También en el contexto de algunas instituciones, frecuentemente nos encontramos con otro mal que tiende a perpetuarse pues lamentablemente ocurre en algunas sedes de formación de médicos especialistas y que también influye en el círculo vicioso de la autocomplacencia y la falta de autocrítica: los llamados usos y costumbres, es decir: “lo hago de esta manera porque siempre se ha hecho de esta manera” o “no lo leí, pero así me dijeron que se hacía y así lo hago” etc. Generalmente, el obedecer sin cuestionar tiene su precio, y en este caso el precio es mantener vigentes prácticas de hace lustros o incluso décadas, asumiéndolas como óptimas aunque en el fondo sepamos (o por lo menos sospechemos) que no lo son. Recordemos que en medicina los conceptos y procedimientos diagnósticos y terapéuticos evolucionan a una velocidad vertiginosa a la cual es complicado adaptarse, pero nuestra obligación como especialistas, es apegarnos a los procedimientos y protocolos que son exitosos simplemente porque han sido probados y estandarizados en muchas partes del mundo. Es obvio que hay muchos factores culturales, sociales y económicos a considerar, y que hacer “algo en vez de nada” podría constituir un argumento válido en algunos lugares tomando en cuenta sus circunstancias; pero independientemente de éstas, no debemos perder de vista que un diagnóstico incompleto siempre será un diagnóstico incompleto… y un diagnóstico incompleto necesariamente tendrá consecuencias negativas para el paciente, esté o no justificada la manera en la que llegamos a él. El punto es que como ESPECIALISTAS en un área determinada y con la información global a la que afortunadamente tenemos acceso con un par de clicks, debemos tener conciencia de que lo que se espera de nosotros podría ser un poco (o un mucho) más de lo que a veces esperamos de nosotros mismos.

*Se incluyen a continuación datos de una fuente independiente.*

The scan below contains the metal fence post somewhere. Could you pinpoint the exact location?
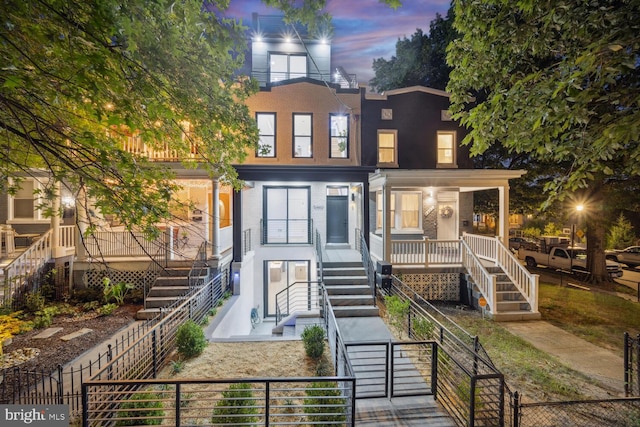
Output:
[431,342,439,400]
[151,329,158,378]
[623,332,631,397]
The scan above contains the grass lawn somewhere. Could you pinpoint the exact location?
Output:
[538,283,640,356]
[447,283,640,401]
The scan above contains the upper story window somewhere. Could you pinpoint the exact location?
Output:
[329,114,349,159]
[262,187,312,244]
[293,113,313,157]
[437,131,456,168]
[269,53,307,82]
[8,178,45,222]
[256,113,276,157]
[378,129,398,167]
[376,191,422,233]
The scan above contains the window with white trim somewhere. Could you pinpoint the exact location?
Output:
[329,114,349,159]
[293,113,313,157]
[378,129,398,166]
[9,178,45,222]
[269,53,307,82]
[256,113,276,157]
[376,191,422,232]
[437,131,456,167]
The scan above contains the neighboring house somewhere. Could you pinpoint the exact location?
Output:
[362,86,524,308]
[5,15,537,320]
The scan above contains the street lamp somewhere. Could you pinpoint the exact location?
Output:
[569,204,584,273]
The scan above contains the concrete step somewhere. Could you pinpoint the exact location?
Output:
[322,276,369,285]
[162,266,191,277]
[333,305,380,317]
[145,297,182,308]
[136,308,165,320]
[329,294,375,308]
[491,311,542,322]
[153,276,189,287]
[325,284,371,296]
[322,266,367,278]
[496,301,531,313]
[147,285,189,298]
[496,290,525,302]
[322,261,363,269]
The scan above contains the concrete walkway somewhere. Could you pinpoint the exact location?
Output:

Afortunadamente, la institución a la que pertenezco desde hace 17 años siempre ha tenido la sensibilidad y la voluntad de darme las herramientas tecnológicas y de capacitación necesarias para hacer mi trabajo; y sé que eso hará pensar a más de uno que escribo desde el privilegio… pero a nivel privado me ha costado (y mucho) contar con las mismas herramientas que en la institución y tengo perfectamente claro lo que cuesta y lo que implica tratar de hacer las cosas al nivel que se espera de uno.


El escribir esta reflexión, no tiene otra intención que la de proponer un respetuoso ejercicio de autocrítica, primero a quienes practicamos la Audiología Pediátrica, tengamos o no bajo nuestra responsabilidad la enseñanza de esta hermosa disciplina a las nuevas generaciones de médicos; y segundo, precisamente a esas nuevas generaciones de médicos cuya obligación primaria es aprender, pero cuyo derecho (también primario) es exigir que se les faciliten las herramientas indispensables para cubrir los objetivos que las sedes de enseñanza se han comprometido a cumplir ante la Universidad. La vida profesional pasa muy rápido, y entre agendas saturadas, proyectos de investigación, enseñanza y asistenciales, a veces perdemos la perspectiva de que hagamos lo que hagamos mientras usamos esa bata blanca, es un hecho que con nuestro actuar cambiaremos la vida de nuestros pacientes: lo menos que deberíamos exigirnos es que sea para bien.